And Estha, walking on the riverbank, couldn’t feel the wetness of the rain, or the sudden shudder of the cold puppy that had temporarily adopted him and squelched at his side. He walked past the old mangosteen tree and up to the edge of a laterite spur that jutted out into the river. He squatted on his haunches and rocked himself in the rain. The wet mud under his shoes made rude, sucking sounds. The cold puppy shivered-and watched.


Baby Kochamma and Kochu Maria, the vinegar-hearted, short-tempered, midget cook, were the only people left in the Ayemenem House when Estha was re-Returned. Mammachi, their grandmother, was dead. Chacko lived in Canada now, and ran an unsuccessful antiques business.

As for Rahel…

After Ammu died (after the last time she came back to Ayemenem, swollen with cortisone and a rattle in her chest that sounded like a faraway man shouting), Rahel drifted. From school to school. She spent her holidays in Ayemenem, largely ignored by Chacko and Mammachi (grown soft with sorrow, slumped in their bereavement like a pair of drunks in a toddy bar) and largely ignoring Baby Kochamma. In matters related to the raising of Rahel, Chacko and Mammachi tried, but couldn’t. They provided the care (food, clothes, fees), but withdrew the concern.

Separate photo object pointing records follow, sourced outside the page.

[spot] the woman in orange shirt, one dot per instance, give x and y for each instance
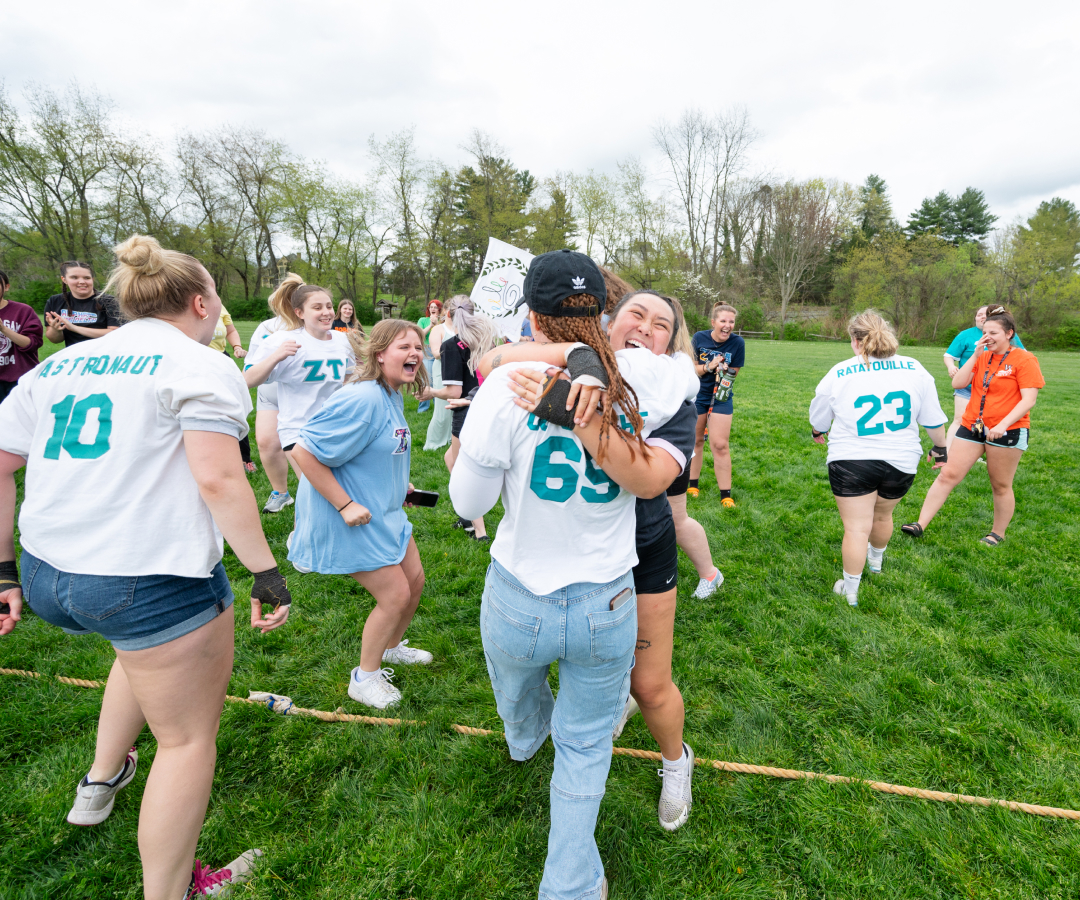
(1004, 386)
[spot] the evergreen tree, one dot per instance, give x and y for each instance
(874, 213)
(971, 217)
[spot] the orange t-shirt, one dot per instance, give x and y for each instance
(1021, 371)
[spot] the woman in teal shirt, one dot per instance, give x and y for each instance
(959, 351)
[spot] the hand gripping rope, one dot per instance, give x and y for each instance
(283, 704)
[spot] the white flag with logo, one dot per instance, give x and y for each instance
(500, 285)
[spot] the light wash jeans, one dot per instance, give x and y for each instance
(423, 407)
(523, 634)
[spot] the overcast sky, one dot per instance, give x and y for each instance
(929, 95)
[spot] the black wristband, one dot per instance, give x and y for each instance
(552, 405)
(270, 588)
(585, 361)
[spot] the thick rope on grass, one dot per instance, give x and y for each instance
(740, 768)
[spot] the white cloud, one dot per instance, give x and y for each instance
(930, 96)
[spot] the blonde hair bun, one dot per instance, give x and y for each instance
(142, 254)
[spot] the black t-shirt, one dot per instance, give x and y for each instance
(98, 311)
(705, 349)
(679, 432)
(455, 356)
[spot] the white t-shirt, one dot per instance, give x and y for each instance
(307, 378)
(100, 424)
(874, 412)
(565, 520)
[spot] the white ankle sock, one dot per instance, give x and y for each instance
(673, 765)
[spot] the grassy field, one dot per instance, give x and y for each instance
(959, 671)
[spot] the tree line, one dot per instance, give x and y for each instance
(794, 256)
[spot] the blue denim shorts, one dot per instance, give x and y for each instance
(131, 612)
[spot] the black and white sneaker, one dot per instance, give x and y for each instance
(93, 800)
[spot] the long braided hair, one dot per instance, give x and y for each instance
(589, 331)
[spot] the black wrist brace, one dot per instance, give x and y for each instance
(551, 406)
(270, 588)
(585, 361)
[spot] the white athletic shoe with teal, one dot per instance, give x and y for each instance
(375, 690)
(675, 797)
(707, 587)
(93, 800)
(277, 501)
(404, 655)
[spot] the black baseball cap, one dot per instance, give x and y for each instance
(555, 276)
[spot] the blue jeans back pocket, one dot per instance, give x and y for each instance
(98, 596)
(510, 630)
(613, 633)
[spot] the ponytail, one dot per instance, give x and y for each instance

The Loss of Sophie Mol stepped softly around the Ayemenem House like a quiet thing in socks. It hid in books and food. In Mammachi’s violin case. In the scabs of the sores on Chacko’s shins that he constantly worried. In his slack, womanish legs.

It is curious how sometimes the memory of death lives on for so much longer than the memory of the life that it purloined.